Protein-protein interaction (PPI) network construction

The Search Tool for the Retrieval of Interacting Genes/Proteins (STRING) online database (https://cn.string-db.org/) was used for PPI network analysis (16), during which isolated points without interactions were removed to obtain the PPI network. This network was imported into Cytoscape software, where the MCODE plugin was used to identify the most strongly correlated subnetworks within the overall network, and the cytoHubba plugin was used to select the top 10 genes with the strongest correlation. Core genes were interactively selected based on the results from MCODE and cytoHubba.

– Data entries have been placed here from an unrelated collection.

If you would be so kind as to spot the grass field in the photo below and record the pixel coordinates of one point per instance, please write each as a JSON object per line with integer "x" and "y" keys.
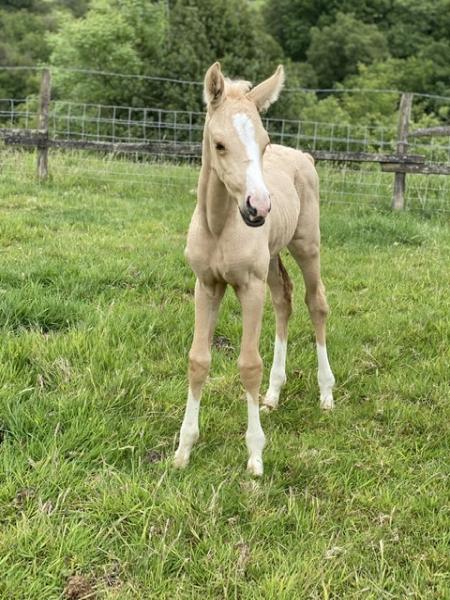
{"x": 96, "y": 320}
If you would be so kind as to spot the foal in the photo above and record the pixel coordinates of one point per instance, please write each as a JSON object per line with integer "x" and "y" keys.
{"x": 254, "y": 199}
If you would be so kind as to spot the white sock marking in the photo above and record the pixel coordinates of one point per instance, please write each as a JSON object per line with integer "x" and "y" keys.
{"x": 277, "y": 373}
{"x": 325, "y": 378}
{"x": 189, "y": 430}
{"x": 254, "y": 437}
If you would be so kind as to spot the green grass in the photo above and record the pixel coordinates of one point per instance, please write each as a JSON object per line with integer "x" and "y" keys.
{"x": 96, "y": 318}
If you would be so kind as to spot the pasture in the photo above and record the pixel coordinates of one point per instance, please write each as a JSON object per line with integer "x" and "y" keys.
{"x": 96, "y": 321}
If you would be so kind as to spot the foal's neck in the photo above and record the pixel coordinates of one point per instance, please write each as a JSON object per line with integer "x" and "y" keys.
{"x": 213, "y": 198}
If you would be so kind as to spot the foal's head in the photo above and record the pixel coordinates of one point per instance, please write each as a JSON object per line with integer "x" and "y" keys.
{"x": 237, "y": 140}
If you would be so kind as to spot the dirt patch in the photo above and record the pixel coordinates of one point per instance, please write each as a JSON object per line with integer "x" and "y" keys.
{"x": 221, "y": 342}
{"x": 78, "y": 587}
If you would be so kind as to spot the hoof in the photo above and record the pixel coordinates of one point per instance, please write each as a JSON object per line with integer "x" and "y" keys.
{"x": 270, "y": 402}
{"x": 181, "y": 460}
{"x": 326, "y": 401}
{"x": 255, "y": 466}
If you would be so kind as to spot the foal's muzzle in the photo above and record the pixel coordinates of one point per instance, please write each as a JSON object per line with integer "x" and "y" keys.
{"x": 251, "y": 220}
{"x": 250, "y": 214}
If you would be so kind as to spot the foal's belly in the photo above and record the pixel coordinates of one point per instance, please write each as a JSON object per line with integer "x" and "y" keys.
{"x": 233, "y": 263}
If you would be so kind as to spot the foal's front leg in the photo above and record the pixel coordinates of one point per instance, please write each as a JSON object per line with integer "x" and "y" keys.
{"x": 251, "y": 297}
{"x": 207, "y": 302}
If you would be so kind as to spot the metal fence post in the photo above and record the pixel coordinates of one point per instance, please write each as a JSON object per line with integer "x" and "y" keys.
{"x": 44, "y": 101}
{"x": 398, "y": 199}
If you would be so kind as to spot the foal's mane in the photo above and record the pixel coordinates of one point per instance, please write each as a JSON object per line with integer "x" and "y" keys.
{"x": 236, "y": 88}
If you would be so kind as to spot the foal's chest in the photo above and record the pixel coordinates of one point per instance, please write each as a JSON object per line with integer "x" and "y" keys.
{"x": 232, "y": 260}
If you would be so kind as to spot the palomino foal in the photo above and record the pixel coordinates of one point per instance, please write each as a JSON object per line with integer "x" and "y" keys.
{"x": 254, "y": 199}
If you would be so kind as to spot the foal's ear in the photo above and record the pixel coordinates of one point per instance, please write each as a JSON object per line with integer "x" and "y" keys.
{"x": 267, "y": 92}
{"x": 214, "y": 86}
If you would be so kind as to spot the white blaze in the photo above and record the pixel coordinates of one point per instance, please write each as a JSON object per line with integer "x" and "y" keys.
{"x": 246, "y": 132}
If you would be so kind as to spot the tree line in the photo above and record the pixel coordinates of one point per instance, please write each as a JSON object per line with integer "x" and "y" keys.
{"x": 331, "y": 44}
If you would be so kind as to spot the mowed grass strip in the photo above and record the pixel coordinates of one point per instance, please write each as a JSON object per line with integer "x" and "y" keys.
{"x": 96, "y": 316}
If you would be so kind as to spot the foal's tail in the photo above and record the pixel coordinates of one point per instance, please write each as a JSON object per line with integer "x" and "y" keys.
{"x": 287, "y": 283}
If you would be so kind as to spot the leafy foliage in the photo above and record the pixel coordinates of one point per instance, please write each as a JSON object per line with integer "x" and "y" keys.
{"x": 375, "y": 44}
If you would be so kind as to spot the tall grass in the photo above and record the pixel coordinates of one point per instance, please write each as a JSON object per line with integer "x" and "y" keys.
{"x": 96, "y": 318}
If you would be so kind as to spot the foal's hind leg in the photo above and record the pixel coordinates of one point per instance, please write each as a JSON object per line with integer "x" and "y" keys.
{"x": 307, "y": 255}
{"x": 281, "y": 290}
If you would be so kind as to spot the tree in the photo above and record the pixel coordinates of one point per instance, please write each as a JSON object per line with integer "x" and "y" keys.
{"x": 123, "y": 36}
{"x": 337, "y": 49}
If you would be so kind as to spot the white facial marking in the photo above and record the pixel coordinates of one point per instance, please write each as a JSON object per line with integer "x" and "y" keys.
{"x": 246, "y": 132}
{"x": 325, "y": 378}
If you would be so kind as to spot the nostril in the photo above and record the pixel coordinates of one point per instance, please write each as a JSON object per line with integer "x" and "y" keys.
{"x": 251, "y": 209}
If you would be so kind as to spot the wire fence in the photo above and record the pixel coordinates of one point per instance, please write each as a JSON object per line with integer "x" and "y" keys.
{"x": 343, "y": 183}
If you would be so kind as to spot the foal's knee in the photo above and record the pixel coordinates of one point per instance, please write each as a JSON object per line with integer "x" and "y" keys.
{"x": 317, "y": 304}
{"x": 199, "y": 364}
{"x": 250, "y": 369}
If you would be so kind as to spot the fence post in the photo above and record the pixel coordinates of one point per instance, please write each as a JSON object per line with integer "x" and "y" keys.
{"x": 398, "y": 199}
{"x": 44, "y": 101}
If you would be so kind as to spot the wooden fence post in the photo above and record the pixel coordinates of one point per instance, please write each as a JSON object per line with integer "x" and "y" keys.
{"x": 398, "y": 199}
{"x": 44, "y": 101}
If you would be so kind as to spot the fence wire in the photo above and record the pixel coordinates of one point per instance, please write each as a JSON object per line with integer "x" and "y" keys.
{"x": 358, "y": 185}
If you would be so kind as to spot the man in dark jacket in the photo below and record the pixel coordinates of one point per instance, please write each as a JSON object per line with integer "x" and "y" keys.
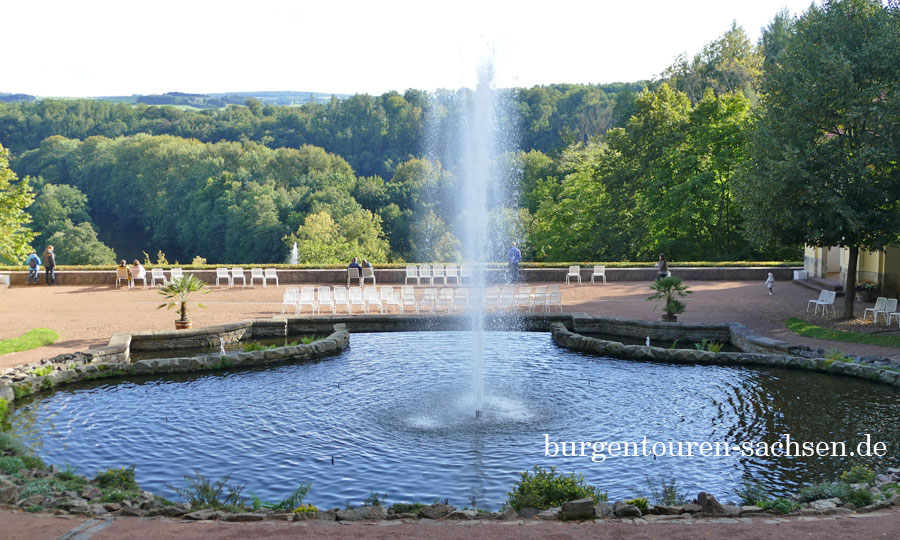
{"x": 49, "y": 266}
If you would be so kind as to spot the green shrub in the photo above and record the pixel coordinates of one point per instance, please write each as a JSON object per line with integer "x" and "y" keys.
{"x": 407, "y": 508}
{"x": 11, "y": 464}
{"x": 202, "y": 492}
{"x": 753, "y": 494}
{"x": 858, "y": 474}
{"x": 121, "y": 478}
{"x": 779, "y": 506}
{"x": 666, "y": 493}
{"x": 545, "y": 489}
{"x": 642, "y": 503}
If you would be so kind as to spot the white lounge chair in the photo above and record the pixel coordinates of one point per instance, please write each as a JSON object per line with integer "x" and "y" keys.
{"x": 256, "y": 273}
{"x": 353, "y": 273}
{"x": 889, "y": 307}
{"x": 307, "y": 298}
{"x": 222, "y": 273}
{"x": 411, "y": 273}
{"x": 368, "y": 273}
{"x": 289, "y": 298}
{"x": 157, "y": 274}
{"x": 326, "y": 299}
{"x": 815, "y": 302}
{"x": 270, "y": 273}
{"x": 879, "y": 306}
{"x": 237, "y": 273}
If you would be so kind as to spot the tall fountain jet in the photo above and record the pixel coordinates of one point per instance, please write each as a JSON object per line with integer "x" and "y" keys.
{"x": 476, "y": 158}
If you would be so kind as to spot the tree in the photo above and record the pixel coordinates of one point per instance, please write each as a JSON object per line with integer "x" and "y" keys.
{"x": 15, "y": 197}
{"x": 824, "y": 168}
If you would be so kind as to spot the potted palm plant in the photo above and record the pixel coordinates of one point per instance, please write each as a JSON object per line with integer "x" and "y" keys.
{"x": 669, "y": 289}
{"x": 178, "y": 292}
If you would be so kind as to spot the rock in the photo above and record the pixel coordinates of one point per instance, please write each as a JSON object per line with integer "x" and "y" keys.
{"x": 435, "y": 511}
{"x": 602, "y": 510}
{"x": 578, "y": 509}
{"x": 528, "y": 513}
{"x": 244, "y": 517}
{"x": 462, "y": 515}
{"x": 666, "y": 510}
{"x": 508, "y": 514}
{"x": 128, "y": 510}
{"x": 90, "y": 492}
{"x": 874, "y": 507}
{"x": 202, "y": 514}
{"x": 9, "y": 492}
{"x": 622, "y": 509}
{"x": 362, "y": 513}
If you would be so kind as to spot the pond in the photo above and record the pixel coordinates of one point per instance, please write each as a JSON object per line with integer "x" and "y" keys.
{"x": 395, "y": 412}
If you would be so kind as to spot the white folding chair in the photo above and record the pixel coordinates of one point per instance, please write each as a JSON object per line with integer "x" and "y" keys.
{"x": 326, "y": 299}
{"x": 289, "y": 298}
{"x": 256, "y": 273}
{"x": 307, "y": 298}
{"x": 368, "y": 273}
{"x": 157, "y": 274}
{"x": 237, "y": 273}
{"x": 425, "y": 272}
{"x": 437, "y": 271}
{"x": 270, "y": 273}
{"x": 411, "y": 273}
{"x": 222, "y": 273}
{"x": 353, "y": 273}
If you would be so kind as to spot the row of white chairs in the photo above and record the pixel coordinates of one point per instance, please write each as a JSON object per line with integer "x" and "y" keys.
{"x": 237, "y": 273}
{"x": 432, "y": 300}
{"x": 151, "y": 279}
{"x": 444, "y": 272}
{"x": 883, "y": 306}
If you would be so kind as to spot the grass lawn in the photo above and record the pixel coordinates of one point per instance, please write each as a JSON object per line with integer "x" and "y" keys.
{"x": 803, "y": 328}
{"x": 29, "y": 340}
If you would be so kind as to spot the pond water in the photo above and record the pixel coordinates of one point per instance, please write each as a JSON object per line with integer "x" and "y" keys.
{"x": 395, "y": 412}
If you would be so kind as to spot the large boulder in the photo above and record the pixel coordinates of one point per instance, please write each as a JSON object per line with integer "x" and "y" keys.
{"x": 578, "y": 509}
{"x": 436, "y": 511}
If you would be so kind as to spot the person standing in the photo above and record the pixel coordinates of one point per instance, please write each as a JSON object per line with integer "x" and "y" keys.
{"x": 33, "y": 262}
{"x": 662, "y": 267}
{"x": 514, "y": 256}
{"x": 49, "y": 266}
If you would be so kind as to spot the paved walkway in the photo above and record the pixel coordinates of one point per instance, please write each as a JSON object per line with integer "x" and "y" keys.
{"x": 87, "y": 315}
{"x": 22, "y": 526}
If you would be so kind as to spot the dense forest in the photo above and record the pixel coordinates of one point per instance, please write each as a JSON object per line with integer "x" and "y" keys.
{"x": 603, "y": 172}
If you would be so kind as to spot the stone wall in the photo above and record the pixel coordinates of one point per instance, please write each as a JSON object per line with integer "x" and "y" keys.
{"x": 577, "y": 342}
{"x": 393, "y": 276}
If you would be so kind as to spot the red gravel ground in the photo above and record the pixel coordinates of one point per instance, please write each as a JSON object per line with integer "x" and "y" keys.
{"x": 87, "y": 315}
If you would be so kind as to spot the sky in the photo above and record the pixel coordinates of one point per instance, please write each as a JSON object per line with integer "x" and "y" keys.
{"x": 106, "y": 48}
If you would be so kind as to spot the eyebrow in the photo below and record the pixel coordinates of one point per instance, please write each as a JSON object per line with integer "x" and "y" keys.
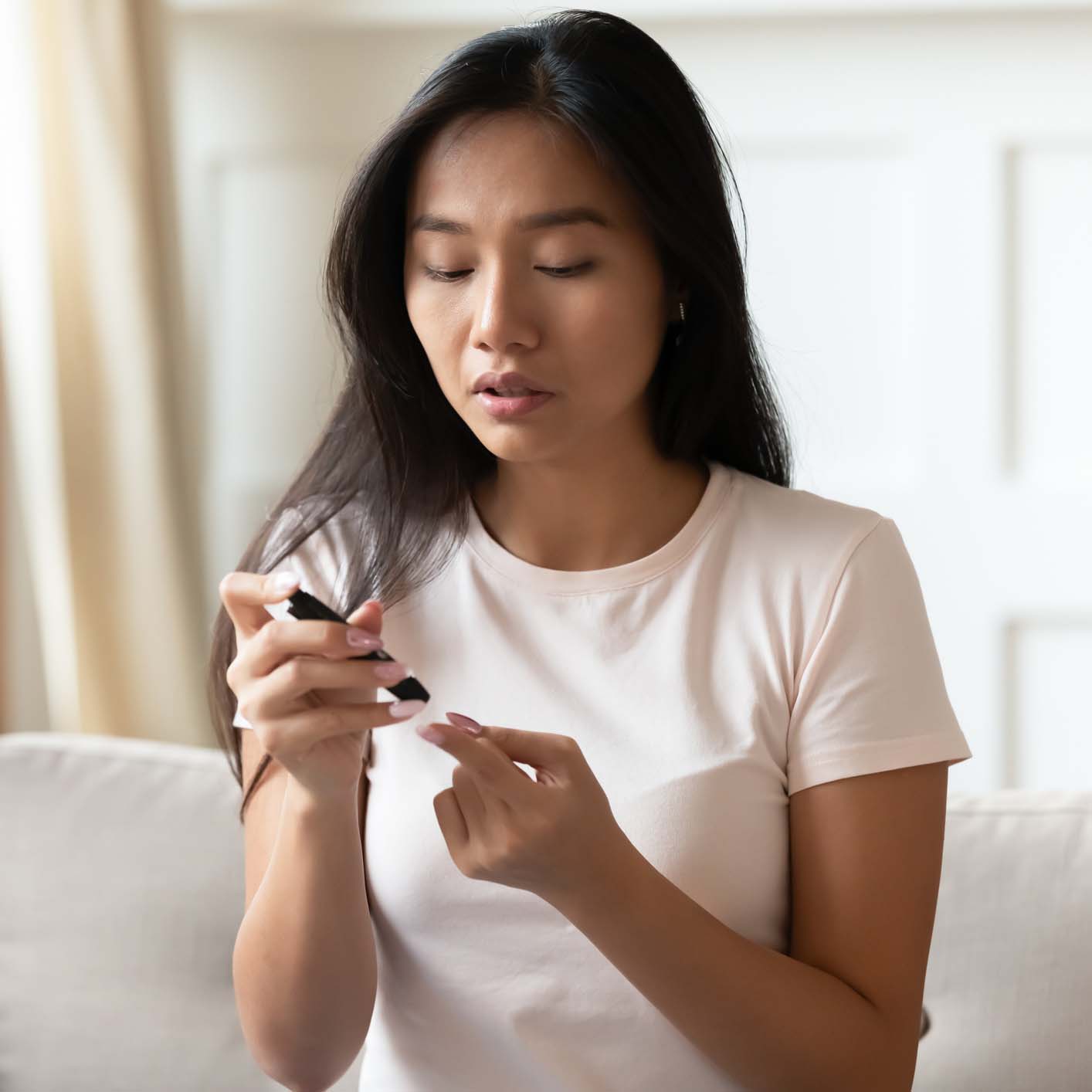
{"x": 553, "y": 218}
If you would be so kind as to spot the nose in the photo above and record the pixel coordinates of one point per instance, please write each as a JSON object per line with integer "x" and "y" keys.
{"x": 504, "y": 314}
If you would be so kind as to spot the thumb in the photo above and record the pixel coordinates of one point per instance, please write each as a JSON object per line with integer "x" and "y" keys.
{"x": 368, "y": 616}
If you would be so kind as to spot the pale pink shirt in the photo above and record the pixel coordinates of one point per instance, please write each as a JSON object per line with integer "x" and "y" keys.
{"x": 780, "y": 640}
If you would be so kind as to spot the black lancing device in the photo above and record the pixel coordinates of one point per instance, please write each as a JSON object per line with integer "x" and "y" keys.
{"x": 304, "y": 605}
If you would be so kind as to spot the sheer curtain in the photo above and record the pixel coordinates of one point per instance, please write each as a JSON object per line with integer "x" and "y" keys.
{"x": 82, "y": 333}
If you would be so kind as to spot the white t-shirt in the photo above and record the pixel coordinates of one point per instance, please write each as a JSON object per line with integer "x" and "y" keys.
{"x": 778, "y": 641}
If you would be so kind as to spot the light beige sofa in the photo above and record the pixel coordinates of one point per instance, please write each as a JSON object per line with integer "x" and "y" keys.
{"x": 121, "y": 892}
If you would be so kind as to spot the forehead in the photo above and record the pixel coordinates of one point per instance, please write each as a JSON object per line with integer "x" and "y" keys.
{"x": 493, "y": 171}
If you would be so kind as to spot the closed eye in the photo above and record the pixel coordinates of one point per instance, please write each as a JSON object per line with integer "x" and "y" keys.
{"x": 564, "y": 271}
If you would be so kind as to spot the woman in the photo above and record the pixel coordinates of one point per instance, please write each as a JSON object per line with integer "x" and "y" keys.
{"x": 697, "y": 843}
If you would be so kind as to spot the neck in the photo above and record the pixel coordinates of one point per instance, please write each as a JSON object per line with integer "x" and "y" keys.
{"x": 592, "y": 514}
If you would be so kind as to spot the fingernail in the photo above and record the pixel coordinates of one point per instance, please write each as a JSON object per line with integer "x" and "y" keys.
{"x": 401, "y": 709}
{"x": 466, "y": 722}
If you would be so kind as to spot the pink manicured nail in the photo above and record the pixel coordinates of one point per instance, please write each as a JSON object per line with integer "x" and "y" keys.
{"x": 466, "y": 722}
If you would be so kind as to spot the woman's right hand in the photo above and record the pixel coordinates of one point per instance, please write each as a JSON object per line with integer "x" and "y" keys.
{"x": 292, "y": 678}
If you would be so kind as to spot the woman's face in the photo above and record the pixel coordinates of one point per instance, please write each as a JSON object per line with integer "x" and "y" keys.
{"x": 591, "y": 334}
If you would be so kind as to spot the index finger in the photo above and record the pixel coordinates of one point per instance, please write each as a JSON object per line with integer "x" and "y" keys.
{"x": 245, "y": 594}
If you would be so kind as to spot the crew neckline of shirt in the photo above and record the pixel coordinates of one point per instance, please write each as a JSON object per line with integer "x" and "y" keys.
{"x": 564, "y": 581}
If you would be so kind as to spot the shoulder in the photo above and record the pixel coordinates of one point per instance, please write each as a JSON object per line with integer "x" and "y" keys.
{"x": 795, "y": 531}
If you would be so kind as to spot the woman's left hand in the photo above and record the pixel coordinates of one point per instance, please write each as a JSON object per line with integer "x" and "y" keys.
{"x": 554, "y": 836}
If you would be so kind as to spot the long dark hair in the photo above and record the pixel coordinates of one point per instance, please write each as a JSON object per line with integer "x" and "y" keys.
{"x": 393, "y": 448}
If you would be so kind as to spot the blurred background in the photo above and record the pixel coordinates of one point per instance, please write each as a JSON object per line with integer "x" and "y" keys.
{"x": 917, "y": 181}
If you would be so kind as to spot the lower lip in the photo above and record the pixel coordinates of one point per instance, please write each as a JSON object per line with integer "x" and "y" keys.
{"x": 497, "y": 406}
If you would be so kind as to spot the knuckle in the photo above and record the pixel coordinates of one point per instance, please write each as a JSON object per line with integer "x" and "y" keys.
{"x": 293, "y": 672}
{"x": 270, "y": 636}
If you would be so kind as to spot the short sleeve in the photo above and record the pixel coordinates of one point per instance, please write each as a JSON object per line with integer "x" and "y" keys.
{"x": 872, "y": 694}
{"x": 314, "y": 561}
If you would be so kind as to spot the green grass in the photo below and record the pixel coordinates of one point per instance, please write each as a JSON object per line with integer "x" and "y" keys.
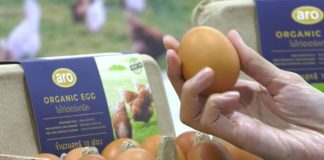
{"x": 61, "y": 36}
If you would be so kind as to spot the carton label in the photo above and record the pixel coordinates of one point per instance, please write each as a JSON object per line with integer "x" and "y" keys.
{"x": 89, "y": 101}
{"x": 291, "y": 36}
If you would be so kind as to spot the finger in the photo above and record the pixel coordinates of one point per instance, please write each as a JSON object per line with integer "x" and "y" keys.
{"x": 215, "y": 115}
{"x": 191, "y": 102}
{"x": 174, "y": 70}
{"x": 170, "y": 42}
{"x": 253, "y": 63}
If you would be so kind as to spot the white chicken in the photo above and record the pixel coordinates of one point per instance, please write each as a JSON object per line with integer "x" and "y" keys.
{"x": 96, "y": 16}
{"x": 24, "y": 40}
{"x": 134, "y": 6}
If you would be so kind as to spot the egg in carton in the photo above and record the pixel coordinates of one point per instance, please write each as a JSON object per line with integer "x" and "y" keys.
{"x": 18, "y": 134}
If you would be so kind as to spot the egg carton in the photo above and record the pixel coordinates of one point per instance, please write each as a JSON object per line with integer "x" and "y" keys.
{"x": 226, "y": 15}
{"x": 18, "y": 131}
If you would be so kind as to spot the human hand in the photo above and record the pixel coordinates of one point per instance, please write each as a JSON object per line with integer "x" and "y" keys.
{"x": 277, "y": 116}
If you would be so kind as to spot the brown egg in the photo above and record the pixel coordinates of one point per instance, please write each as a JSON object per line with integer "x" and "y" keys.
{"x": 79, "y": 152}
{"x": 92, "y": 157}
{"x": 185, "y": 141}
{"x": 74, "y": 154}
{"x": 205, "y": 46}
{"x": 240, "y": 154}
{"x": 208, "y": 150}
{"x": 113, "y": 149}
{"x": 136, "y": 154}
{"x": 152, "y": 145}
{"x": 49, "y": 156}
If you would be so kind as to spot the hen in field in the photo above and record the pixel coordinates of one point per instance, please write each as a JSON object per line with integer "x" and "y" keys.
{"x": 24, "y": 40}
{"x": 146, "y": 39}
{"x": 96, "y": 16}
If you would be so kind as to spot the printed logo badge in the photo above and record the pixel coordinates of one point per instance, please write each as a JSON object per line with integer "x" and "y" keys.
{"x": 307, "y": 15}
{"x": 64, "y": 77}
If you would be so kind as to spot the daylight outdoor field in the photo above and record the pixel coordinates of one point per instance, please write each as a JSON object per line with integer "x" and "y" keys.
{"x": 61, "y": 36}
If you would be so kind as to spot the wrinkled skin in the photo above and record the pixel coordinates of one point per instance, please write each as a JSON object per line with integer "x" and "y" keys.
{"x": 277, "y": 116}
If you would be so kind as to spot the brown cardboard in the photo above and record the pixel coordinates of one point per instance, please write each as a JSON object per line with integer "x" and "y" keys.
{"x": 12, "y": 157}
{"x": 226, "y": 15}
{"x": 18, "y": 135}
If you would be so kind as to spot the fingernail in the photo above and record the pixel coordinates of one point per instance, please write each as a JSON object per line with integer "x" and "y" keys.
{"x": 203, "y": 74}
{"x": 231, "y": 94}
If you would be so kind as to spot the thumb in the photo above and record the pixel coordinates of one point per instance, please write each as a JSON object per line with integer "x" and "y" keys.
{"x": 252, "y": 63}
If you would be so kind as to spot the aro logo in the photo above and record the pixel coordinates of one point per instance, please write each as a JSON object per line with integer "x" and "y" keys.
{"x": 307, "y": 15}
{"x": 64, "y": 77}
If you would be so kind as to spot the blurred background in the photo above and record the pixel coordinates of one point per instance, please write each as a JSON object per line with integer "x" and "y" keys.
{"x": 67, "y": 27}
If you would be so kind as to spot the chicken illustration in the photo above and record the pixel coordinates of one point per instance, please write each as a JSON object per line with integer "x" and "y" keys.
{"x": 141, "y": 107}
{"x": 121, "y": 122}
{"x": 146, "y": 39}
{"x": 24, "y": 40}
{"x": 129, "y": 96}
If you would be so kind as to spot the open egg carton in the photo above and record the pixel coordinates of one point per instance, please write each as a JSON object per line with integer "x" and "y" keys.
{"x": 18, "y": 134}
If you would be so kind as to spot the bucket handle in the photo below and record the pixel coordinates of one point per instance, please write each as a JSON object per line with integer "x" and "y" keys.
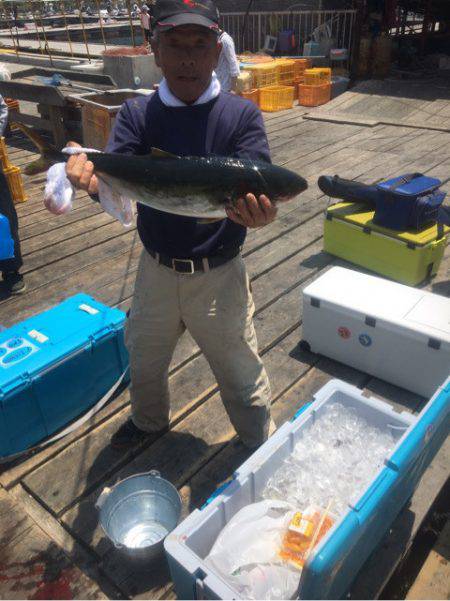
{"x": 102, "y": 498}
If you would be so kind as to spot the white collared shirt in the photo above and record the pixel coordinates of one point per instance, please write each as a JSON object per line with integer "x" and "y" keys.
{"x": 169, "y": 99}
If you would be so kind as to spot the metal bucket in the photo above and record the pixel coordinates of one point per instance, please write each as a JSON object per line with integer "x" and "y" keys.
{"x": 138, "y": 513}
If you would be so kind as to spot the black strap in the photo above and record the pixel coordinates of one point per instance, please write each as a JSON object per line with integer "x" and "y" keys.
{"x": 405, "y": 179}
{"x": 190, "y": 266}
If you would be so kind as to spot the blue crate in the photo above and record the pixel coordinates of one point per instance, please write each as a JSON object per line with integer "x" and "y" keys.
{"x": 56, "y": 365}
{"x": 335, "y": 562}
{"x": 6, "y": 241}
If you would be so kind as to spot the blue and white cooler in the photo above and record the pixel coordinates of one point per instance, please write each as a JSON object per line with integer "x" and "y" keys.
{"x": 362, "y": 521}
{"x": 55, "y": 366}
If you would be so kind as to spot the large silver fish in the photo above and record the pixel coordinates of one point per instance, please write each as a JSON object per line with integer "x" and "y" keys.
{"x": 191, "y": 186}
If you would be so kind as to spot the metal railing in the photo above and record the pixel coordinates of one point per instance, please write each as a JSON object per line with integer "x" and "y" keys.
{"x": 86, "y": 38}
{"x": 250, "y": 33}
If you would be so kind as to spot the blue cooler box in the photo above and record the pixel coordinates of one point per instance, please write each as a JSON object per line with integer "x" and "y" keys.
{"x": 6, "y": 241}
{"x": 56, "y": 365}
{"x": 334, "y": 563}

Construction of a diagnostic model

The Cox proportional hazards regression model can calculate the predictive coefficients of multiple independent variables on the dependent variable (17). The λ condition was established for variables with nonzero coefficients, based on the minimum criteria. Using the following formula, the risk score was calculated: risk score = sum (expression level × corresponding coefficient). We used this model with DCM status as the dependent variable and core genes as independent variables to construct a diagnostic model for DCM.

Statistical analysis

Statistical significance was established at a P value of less than 0.05. After adjusting for multiple comparisons, P values less than 0.05 were considered statistically significant.

Results

DEGs associated with DCM

The heatmap displayed 2,057 DEGs associated with DCM from the GSE42955 dataset and the GSE3586 dataset (Figure 1A). The GSE42955 and GSE3586 datasets were merged to identify 2,057 DEGs associated with DCM (Figure 1B). The heatmap of 3,763 DCM-related DEGs was shown from the GSE120895 dataset (Figure 1C). A total of 3,763 DCM-related DEGs were screened from the GSE120895 dataset (Figure 1D). Subsequently, the two sets of DCM-related DEGs were combined to identify 1,979 common DEGs, which were defined as the DCM_DEG gene set (Figure 1E).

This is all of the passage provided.